# First hours with CamemBERT
This post is an introduction to working with CamemBERT via huggingface quickstart guides in order to do tokenisation and masked word prediction.
You can find the huggingface quickstart guide here:
## Tokenisation
It took us a few minutes to understand how to transpose BERT quickstart guide to CamemBERT and a deep dive into the documentation.

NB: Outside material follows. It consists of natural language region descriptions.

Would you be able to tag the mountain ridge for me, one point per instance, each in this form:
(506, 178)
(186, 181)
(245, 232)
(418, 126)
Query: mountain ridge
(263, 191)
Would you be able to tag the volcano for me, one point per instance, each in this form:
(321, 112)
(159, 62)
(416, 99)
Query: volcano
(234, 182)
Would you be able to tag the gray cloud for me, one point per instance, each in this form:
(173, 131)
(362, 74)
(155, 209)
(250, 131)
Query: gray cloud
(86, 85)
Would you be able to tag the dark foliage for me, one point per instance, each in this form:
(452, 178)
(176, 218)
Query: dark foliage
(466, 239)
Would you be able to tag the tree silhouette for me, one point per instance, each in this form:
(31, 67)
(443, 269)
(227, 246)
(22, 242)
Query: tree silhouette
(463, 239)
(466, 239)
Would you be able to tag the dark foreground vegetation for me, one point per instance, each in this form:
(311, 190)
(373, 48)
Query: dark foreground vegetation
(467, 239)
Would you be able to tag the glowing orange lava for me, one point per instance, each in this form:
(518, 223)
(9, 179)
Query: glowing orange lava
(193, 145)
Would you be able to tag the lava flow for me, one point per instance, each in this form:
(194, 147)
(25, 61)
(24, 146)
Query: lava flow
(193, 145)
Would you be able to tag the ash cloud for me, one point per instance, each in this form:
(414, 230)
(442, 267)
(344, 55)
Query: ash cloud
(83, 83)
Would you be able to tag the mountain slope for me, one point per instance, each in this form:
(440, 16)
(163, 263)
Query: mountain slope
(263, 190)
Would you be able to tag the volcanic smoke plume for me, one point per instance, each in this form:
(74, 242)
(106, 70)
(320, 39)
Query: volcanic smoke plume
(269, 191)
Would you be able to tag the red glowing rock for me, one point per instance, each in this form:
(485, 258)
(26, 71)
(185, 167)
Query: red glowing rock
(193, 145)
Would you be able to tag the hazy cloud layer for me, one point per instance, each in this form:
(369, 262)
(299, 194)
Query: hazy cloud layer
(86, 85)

the first things to change are the imports
import torch
from transformers import CamembertConfig, CamembertForTokenClassification, CamembertTokenizer,CamembertForMaskedLM
# OPTIONAL: if you want to have more information on what's happening under the hood, activate the logger as follows
import logging
And also change the pre-trained model
# Load pre-trained model tokenizer (vocabulary)
tokenizer = CamembertTokenizer.from_pretrained('camembert-base')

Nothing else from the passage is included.